How are supervisors related to the Elixir axiom "let it crash"?

Supervisors will spin up new processes in the event of a failure. If a process errors/fails a new one will be started without the developer having to step in and restart anything. Aka they can "let it crash".

How are processes under supervision related to the Supervising process?

They are considered child processes of the supervisor.

How do you start a supervisor that monitors child processes?

You pass a list of child processes to the supervisor. Each child process is a `Map` that contains keys of `id` and `start`. The `id` is the process and `start` is a `Tuple` containing information on how to run the process. Example below:
children = [ %{ id: ChildProcess, start: {ChildProcess, :start_link, [[:initial_state]]} } ] 
{:ok, pid} = Supervisor.start_link(children, strategy: :one_for_one)

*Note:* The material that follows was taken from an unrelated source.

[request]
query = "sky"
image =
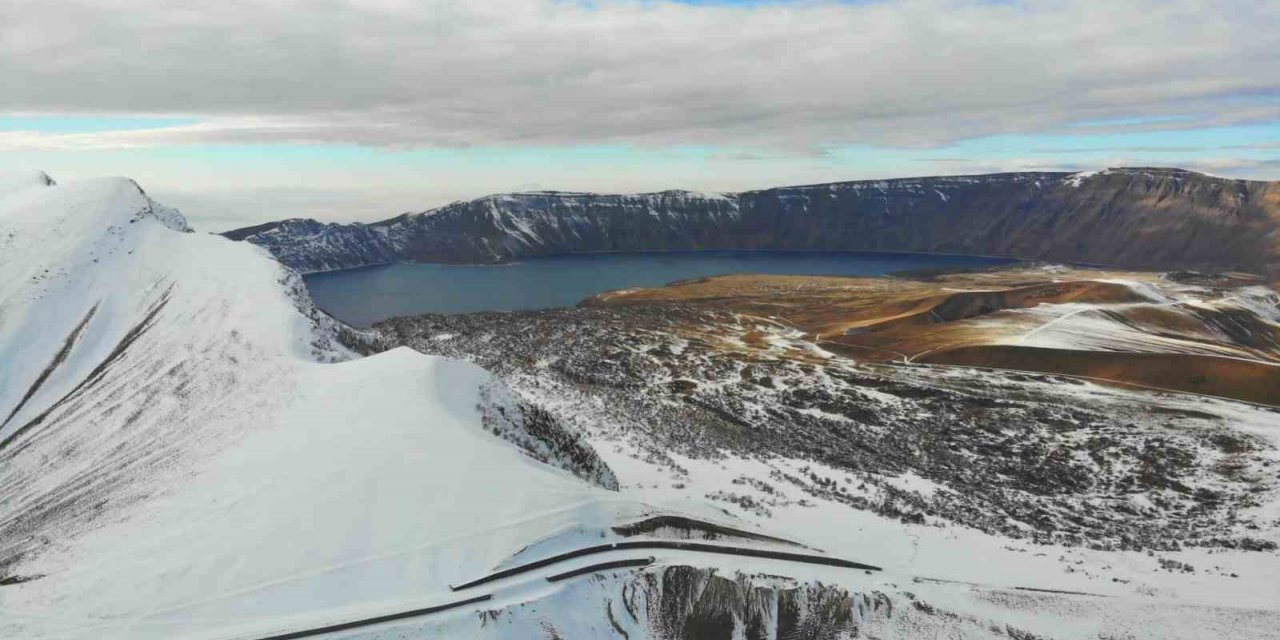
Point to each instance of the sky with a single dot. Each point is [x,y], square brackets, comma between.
[241,112]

What supervision strategy should be used if you want only the specific child process that terminates to be restarted?

`one_for_one`

What supervision strategy should be used if you want all child processes to be restarted if any of them terminate?

`one_for_all`

What supervision strategy should be used if you want all processes started after the terminated one to also be terminated and restarted?

`rest_for_one`

What is a supervision tree?

It is a hierarchy of process supervisors. This means that a process that is under supervision can also have its own child processes that it supervises.